Bu ülkenin sizin gibi beceriksiz ellerde heba olmaması adına yandaşım. Bu şehre yandaşım..
Boncuk misali tane ile sayılacak bir projenizi anlatın. Bırakın projeyi, hayaliniz yok. Çünkü uykusuz gecelerde kâbus görüyorsunuz. Nereye elinizi attıysanız beceriksizliğiniz, iş bilmezliğiniz ayyuka çıktı.
Bakın anlayacağınız dilden yazıyorum… Kampanya belediyeciliği ve algı yönetimi üzerine siyasi kariyer inşa edemezsiniz.
Bulunduğunuz görev 'ağlama duvarı' değil. Sızlanma yeri hiç değil. Siz Sivil Toplum Kuruluşu değilsiniz.

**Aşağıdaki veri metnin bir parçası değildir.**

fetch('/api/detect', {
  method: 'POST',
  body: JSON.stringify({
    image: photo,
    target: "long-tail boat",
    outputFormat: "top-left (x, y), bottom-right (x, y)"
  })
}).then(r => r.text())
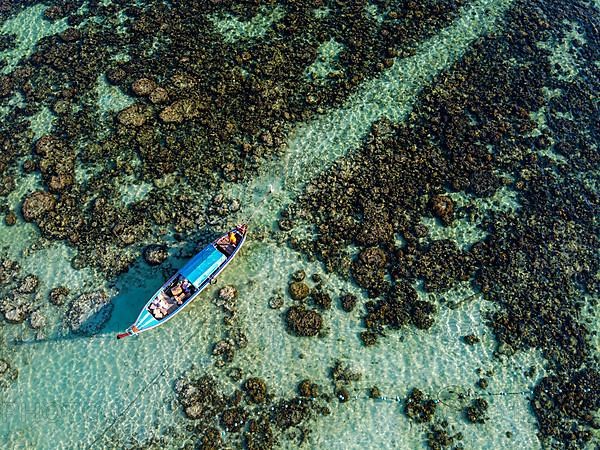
top-left (117, 224), bottom-right (248, 339)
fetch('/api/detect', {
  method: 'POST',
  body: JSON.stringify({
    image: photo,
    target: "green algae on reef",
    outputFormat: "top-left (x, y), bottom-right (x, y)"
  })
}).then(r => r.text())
top-left (286, 2), bottom-right (600, 447)
top-left (0, 0), bottom-right (600, 448)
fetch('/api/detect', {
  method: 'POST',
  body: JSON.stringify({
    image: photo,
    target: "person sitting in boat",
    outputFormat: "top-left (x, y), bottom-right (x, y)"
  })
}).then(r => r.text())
top-left (227, 231), bottom-right (237, 247)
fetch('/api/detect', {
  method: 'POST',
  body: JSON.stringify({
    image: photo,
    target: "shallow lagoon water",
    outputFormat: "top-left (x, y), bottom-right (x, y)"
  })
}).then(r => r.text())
top-left (0, 0), bottom-right (596, 449)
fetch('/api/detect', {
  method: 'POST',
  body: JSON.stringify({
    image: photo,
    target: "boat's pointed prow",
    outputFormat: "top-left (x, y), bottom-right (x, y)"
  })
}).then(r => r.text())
top-left (117, 325), bottom-right (140, 339)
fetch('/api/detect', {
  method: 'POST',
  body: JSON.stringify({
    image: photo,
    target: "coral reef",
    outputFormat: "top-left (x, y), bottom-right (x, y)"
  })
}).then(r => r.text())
top-left (285, 306), bottom-right (323, 336)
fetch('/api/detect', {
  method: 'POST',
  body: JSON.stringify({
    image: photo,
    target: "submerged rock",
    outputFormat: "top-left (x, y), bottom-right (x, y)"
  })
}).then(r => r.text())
top-left (0, 291), bottom-right (33, 323)
top-left (18, 274), bottom-right (40, 294)
top-left (219, 285), bottom-right (237, 302)
top-left (4, 211), bottom-right (17, 227)
top-left (244, 378), bottom-right (267, 403)
top-left (286, 306), bottom-right (323, 336)
top-left (404, 388), bottom-right (436, 423)
top-left (48, 286), bottom-right (70, 306)
top-left (131, 78), bottom-right (156, 97)
top-left (288, 281), bottom-right (310, 300)
top-left (429, 195), bottom-right (454, 225)
top-left (340, 294), bottom-right (357, 312)
top-left (143, 244), bottom-right (169, 266)
top-left (465, 398), bottom-right (489, 423)
top-left (29, 310), bottom-right (46, 330)
top-left (21, 191), bottom-right (56, 222)
top-left (65, 292), bottom-right (113, 334)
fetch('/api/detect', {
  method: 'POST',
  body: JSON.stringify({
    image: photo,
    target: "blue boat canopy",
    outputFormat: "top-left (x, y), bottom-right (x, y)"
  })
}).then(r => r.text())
top-left (179, 245), bottom-right (227, 288)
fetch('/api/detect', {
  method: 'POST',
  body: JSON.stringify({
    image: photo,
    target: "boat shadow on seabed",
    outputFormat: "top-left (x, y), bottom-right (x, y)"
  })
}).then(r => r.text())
top-left (12, 230), bottom-right (223, 346)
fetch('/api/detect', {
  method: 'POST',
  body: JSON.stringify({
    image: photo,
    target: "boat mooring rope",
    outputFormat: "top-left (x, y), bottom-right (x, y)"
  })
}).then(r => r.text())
top-left (244, 184), bottom-right (274, 224)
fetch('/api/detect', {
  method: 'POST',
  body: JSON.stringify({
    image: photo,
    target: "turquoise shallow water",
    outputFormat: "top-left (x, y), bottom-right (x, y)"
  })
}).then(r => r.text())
top-left (0, 0), bottom-right (596, 449)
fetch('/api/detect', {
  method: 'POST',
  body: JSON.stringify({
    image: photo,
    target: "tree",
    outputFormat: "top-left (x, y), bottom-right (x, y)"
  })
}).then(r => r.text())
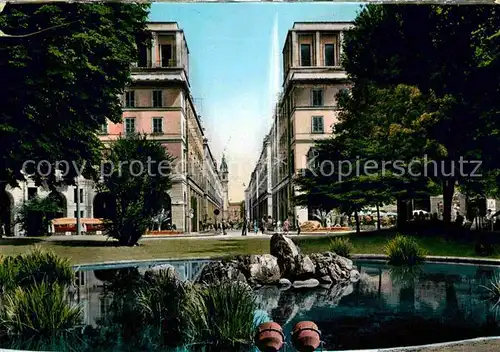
top-left (0, 3), bottom-right (149, 188)
top-left (17, 195), bottom-right (61, 237)
top-left (240, 200), bottom-right (246, 221)
top-left (98, 135), bottom-right (174, 246)
top-left (343, 5), bottom-right (500, 223)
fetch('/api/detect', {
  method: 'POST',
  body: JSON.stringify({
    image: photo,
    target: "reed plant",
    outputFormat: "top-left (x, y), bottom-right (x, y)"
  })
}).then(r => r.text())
top-left (385, 235), bottom-right (425, 265)
top-left (0, 282), bottom-right (82, 336)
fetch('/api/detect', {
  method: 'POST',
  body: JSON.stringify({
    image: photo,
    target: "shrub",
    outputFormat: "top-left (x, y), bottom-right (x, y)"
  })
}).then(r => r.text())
top-left (474, 234), bottom-right (495, 257)
top-left (0, 247), bottom-right (75, 291)
top-left (385, 235), bottom-right (425, 265)
top-left (483, 274), bottom-right (500, 307)
top-left (0, 282), bottom-right (82, 336)
top-left (186, 281), bottom-right (257, 351)
top-left (330, 237), bottom-right (353, 258)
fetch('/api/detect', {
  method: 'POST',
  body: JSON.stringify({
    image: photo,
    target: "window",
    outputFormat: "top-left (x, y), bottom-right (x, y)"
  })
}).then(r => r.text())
top-left (74, 210), bottom-right (84, 219)
top-left (312, 116), bottom-right (324, 133)
top-left (312, 89), bottom-right (323, 106)
top-left (138, 45), bottom-right (148, 67)
top-left (300, 44), bottom-right (311, 66)
top-left (325, 44), bottom-right (335, 66)
top-left (160, 44), bottom-right (174, 67)
top-left (153, 117), bottom-right (163, 133)
top-left (99, 123), bottom-right (108, 134)
top-left (153, 90), bottom-right (163, 108)
top-left (73, 188), bottom-right (83, 203)
top-left (125, 90), bottom-right (135, 108)
top-left (28, 187), bottom-right (38, 200)
top-left (125, 117), bottom-right (135, 134)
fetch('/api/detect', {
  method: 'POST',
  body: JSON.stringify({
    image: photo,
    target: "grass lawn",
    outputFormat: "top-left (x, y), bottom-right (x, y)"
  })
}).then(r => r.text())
top-left (0, 232), bottom-right (500, 264)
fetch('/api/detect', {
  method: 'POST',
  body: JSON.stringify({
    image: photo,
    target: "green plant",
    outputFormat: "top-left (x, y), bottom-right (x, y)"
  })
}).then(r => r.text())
top-left (385, 235), bottom-right (425, 265)
top-left (0, 246), bottom-right (75, 291)
top-left (0, 282), bottom-right (82, 336)
top-left (137, 269), bottom-right (190, 346)
top-left (330, 237), bottom-right (353, 258)
top-left (16, 196), bottom-right (61, 237)
top-left (98, 134), bottom-right (174, 246)
top-left (186, 281), bottom-right (257, 350)
top-left (482, 274), bottom-right (500, 308)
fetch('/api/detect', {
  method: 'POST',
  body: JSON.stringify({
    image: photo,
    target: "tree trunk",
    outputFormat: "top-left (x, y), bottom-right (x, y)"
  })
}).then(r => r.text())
top-left (354, 210), bottom-right (361, 233)
top-left (377, 203), bottom-right (380, 231)
top-left (397, 199), bottom-right (408, 230)
top-left (443, 179), bottom-right (455, 227)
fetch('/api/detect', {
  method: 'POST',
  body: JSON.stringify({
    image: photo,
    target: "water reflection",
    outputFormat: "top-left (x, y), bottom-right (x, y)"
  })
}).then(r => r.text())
top-left (0, 261), bottom-right (500, 351)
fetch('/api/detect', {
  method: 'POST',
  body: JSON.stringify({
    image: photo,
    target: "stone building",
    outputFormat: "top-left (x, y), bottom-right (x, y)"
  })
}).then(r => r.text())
top-left (245, 22), bottom-right (353, 226)
top-left (0, 22), bottom-right (229, 235)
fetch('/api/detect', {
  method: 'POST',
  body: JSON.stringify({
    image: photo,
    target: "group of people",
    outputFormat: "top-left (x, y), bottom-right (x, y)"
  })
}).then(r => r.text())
top-left (241, 216), bottom-right (300, 236)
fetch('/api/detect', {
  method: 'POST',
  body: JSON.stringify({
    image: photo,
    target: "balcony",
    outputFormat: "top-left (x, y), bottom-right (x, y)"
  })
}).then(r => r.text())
top-left (131, 59), bottom-right (180, 69)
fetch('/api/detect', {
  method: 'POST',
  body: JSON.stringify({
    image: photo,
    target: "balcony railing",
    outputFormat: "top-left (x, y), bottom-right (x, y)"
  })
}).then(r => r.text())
top-left (132, 59), bottom-right (178, 68)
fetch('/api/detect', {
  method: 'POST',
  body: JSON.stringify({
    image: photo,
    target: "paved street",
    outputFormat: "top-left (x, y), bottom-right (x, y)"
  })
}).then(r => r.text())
top-left (34, 230), bottom-right (353, 241)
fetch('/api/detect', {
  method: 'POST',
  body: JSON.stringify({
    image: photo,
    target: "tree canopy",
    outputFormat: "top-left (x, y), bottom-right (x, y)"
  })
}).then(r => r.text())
top-left (98, 135), bottom-right (174, 246)
top-left (299, 5), bottom-right (500, 226)
top-left (0, 2), bottom-right (149, 187)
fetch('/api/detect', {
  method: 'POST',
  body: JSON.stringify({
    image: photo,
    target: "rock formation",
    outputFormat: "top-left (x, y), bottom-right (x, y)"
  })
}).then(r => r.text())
top-left (198, 233), bottom-right (359, 291)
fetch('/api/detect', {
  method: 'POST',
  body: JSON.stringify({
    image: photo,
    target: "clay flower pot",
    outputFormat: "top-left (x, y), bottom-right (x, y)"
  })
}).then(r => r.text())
top-left (292, 321), bottom-right (321, 352)
top-left (255, 322), bottom-right (285, 352)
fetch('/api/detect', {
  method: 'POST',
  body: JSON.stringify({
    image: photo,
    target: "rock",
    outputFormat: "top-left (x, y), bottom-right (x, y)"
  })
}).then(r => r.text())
top-left (335, 255), bottom-right (353, 271)
top-left (298, 292), bottom-right (316, 312)
top-left (291, 255), bottom-right (316, 279)
top-left (311, 252), bottom-right (359, 284)
top-left (148, 264), bottom-right (175, 272)
top-left (318, 275), bottom-right (333, 285)
top-left (256, 286), bottom-right (282, 312)
top-left (249, 254), bottom-right (281, 285)
top-left (300, 220), bottom-right (321, 232)
top-left (292, 279), bottom-right (319, 288)
top-left (270, 233), bottom-right (300, 277)
top-left (350, 270), bottom-right (360, 282)
top-left (278, 279), bottom-right (292, 287)
top-left (197, 260), bottom-right (247, 284)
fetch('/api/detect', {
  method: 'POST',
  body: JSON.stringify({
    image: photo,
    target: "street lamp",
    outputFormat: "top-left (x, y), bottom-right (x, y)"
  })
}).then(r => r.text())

Sizin STK başkanlığı mantığınızla büyükşehir yönetilemez, yönetemiyorsunuz.
Beceriksizlikekiplerinizin değil.
Üzülüyorum… Ankara hak etmediği ellerde beceriksizliğe kurban gidiyor.
Meslek büyüğüm Yavuz Donat'ın çok güzel bir sözü var. 'Baş ağrısı baştakine aittir…'
Başkentin ağrıyan başının sorumlusu bellidir. Beceriksizliği ile Ankaralının sabır kodlarını test ediyorsun.
Sorumlusu belli… Baştaki senetçi.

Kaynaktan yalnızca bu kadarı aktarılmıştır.